Tampoco quiero que esto parezca una inquisición, yo mismo pasé por ello. Si bien en mis primeros años universitarios sí tenía el hábito de leer, no lo hacía con el fervor que requería mi formación profesional. Las cargas las tuve que enderezar después, con los años, y de allí nació la que hoy puedo catalogar como la gran pasión de mi vida.
El problema no es solo que estas carencias deriven en procesos académicos poco rigurosos —a algunos se les olvida que la universidad es obligatoriamente un sitio de desarrollo intelectual—, sino también el olvido inevitable de la literatura. Al preguntarles, ninguno pudo decir quién es Homero, Cervantes o Borges; ninguno ha leído un ensayo serio y extenso; ninguno tiene una noción básica del mundo de las letras. Muchos de esos muchachos viven esquivando a profesores exigentes, mientras navegan las aguas de lo superficial. Algunos ni siquiera van a estudiar, a decir verdad.
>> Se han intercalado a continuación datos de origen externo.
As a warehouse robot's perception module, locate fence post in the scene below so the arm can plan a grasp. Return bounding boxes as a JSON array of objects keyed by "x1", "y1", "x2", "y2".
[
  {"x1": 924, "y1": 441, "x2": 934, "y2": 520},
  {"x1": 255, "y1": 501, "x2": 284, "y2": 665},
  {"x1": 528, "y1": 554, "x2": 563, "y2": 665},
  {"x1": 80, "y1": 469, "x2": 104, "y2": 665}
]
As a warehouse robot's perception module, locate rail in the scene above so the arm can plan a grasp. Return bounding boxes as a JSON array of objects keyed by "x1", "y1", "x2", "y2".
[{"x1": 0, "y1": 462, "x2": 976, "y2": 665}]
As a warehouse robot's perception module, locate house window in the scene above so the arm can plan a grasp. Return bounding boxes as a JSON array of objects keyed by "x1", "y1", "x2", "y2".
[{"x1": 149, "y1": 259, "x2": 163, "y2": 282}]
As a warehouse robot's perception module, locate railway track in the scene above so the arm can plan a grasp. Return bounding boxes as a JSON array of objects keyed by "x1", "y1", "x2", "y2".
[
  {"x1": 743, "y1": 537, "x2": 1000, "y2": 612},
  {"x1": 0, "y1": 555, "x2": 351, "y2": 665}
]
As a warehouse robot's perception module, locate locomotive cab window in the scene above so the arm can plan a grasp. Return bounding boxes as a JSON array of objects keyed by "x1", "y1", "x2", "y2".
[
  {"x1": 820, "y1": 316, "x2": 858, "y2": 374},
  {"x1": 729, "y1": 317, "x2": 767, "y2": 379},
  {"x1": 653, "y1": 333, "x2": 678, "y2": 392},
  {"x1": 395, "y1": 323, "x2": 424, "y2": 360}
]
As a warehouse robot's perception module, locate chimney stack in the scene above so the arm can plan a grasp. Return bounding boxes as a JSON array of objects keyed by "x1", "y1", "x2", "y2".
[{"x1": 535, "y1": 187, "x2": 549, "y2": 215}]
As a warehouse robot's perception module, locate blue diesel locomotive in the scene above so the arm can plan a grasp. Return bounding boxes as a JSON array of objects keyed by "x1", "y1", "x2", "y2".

Y esto se repite en absolutamente todas las universidades del país. No es un problema particular, sino estructural. Una sociedad que admira de rodillas la ostentación y prioriza la utilidad comercial de las virtudes está condenada a enaltecer a los tiktokers que compran inmuebles y dejar en el olvido a los dramaturgos, escritores, matemáticos y demás… Total, eso no da plata.
Muchas veces escuchamos, además, que no se ataca el formato, sino el contenido. En este caso no es así: la manera en la que curtimos nuestras mentes sí importa. La literatura también y, para desgracia de muchos, los beneficios que esta lleva consigo solo se obtienen a través de ese enigmático proceso de decodificación de símbolos que nos ha traído hasta donde estamos.
Hay esperanza, pero también mucho trabajo por delante.